Algumas estrelas parecem seguir-nos ao longo das estações, enquanto outras permanecem fixas no céu noturno. Isto não é magia – é uma questão do movimento da Terra, de como medimos o tempo e de como as estrelas se comportam em relação aos pólos do nosso planeta. Como cientista espacial, recebo muito essa pergunta de familiares curiosos. Vamos explicar por que algumas constelações como Órion desaparecem por meses, enquanto outras, como a Ursa Maior, permanecem visíveis o ano todo.
As duas maneiras de medir um dia
Os astrônomos definem um dia de duas maneiras: um dia solar (24 horas, do meio-dia ao meio-dia) e um dia sideral (23 horas e 56 minutos, com base nas estrelas). A diferença é sutil, mas crucial. A Terra não gira apenas uma vez em seu eixo a cada 24 horas; ele também se move ligeiramente em sua órbita ao redor do sol. Por causa disso, as estrelas parecem nascer quatro minutos mais cedo a cada noite. Ao longo das semanas, isso se soma: uma estrela visível às 22h. um mês pode estar visível às 20h. o próximo.
É por isso que Orion nem sempre está visível. No final de dezembro, ele fica baixo no horizonte, mas em fevereiro já está quase no alto. Se você quiser vê-lo em agosto na América do Norte, terá que acordar às 4h30 e olhar para o leste.
Estrelas circumpolares: aquelas que nunca se põem
Algumas estrelas são circunpolares – elas nunca nascem ou se põem. Isto acontece porque o eixo de rotação da Terra se projeta no céu, criando os pólos celestes. O pólo celeste norte está próximo de Polaris, a Estrela do Norte. Estrelas perto de Polaris circulam indefinidamente enquanto a Terra gira, nunca mergulhando abaixo do horizonte.
Quanto mais perto você chega do Pólo Norte, mais estrelas circumpolares você vê. No equador, nenhuma estrela é circumpolar; tudo sobe e se põe.

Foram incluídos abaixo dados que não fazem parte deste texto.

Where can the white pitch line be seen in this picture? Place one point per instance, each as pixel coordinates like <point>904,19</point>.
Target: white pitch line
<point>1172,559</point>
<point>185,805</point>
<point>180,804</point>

Mas no Pólo Norte, cada constelação do norte circunda a Estrela do Norte sem se pôr. O padrão se inverte no Hemisfério Sul, com constelações circundando o pólo celeste sul.
Oscilação lenta da Terra
Ao longo de milênios, o eixo de rotação da Terra lentamente precede devido à atração gravitacional do Sol e de Júpiter. É como um pião balançando enquanto desacelera. Por causa dessa oscilação, Polaris nem sempre será a Estrela do Norte. Daqui a cerca de 12.000 anos, Vega tomará o seu lugar, a mais de 50 graus no céu noturno da Polaris.
Esta precessão também afeta as constelações do zodíaco. As datas astrológicas tradicionais para cada signo não estão mais alinhadas com a posição real do sol. Por exemplo, o Sol está agora em Sagitário de 18 de dezembro a 19 de janeiro, e não de 22 de novembro a 21 de dezembro, como estava quando o zodíaco foi criado. No início de dezembro, o Sol passa por Ophiuchus, uma constelação excluída do zodíaco tradicional.
Essas mudanças são graduais, desdobrando-se ao longo de semanas, meses ou milênios. Se você quiser uma mudança instantânea de perspectiva, uma viagem ao hemisfério oposto mostrará Órion de cabeça para baixo e o céu noturno girando na direção oposta.
Em última análise, a visibilidade das estrelas depende dos movimentos da Terra, não da intervenção divina. O céu noturno é um sistema dinâmico, em constante mudança à medida que o nosso planeta orbita o Sol e oscila no espaço.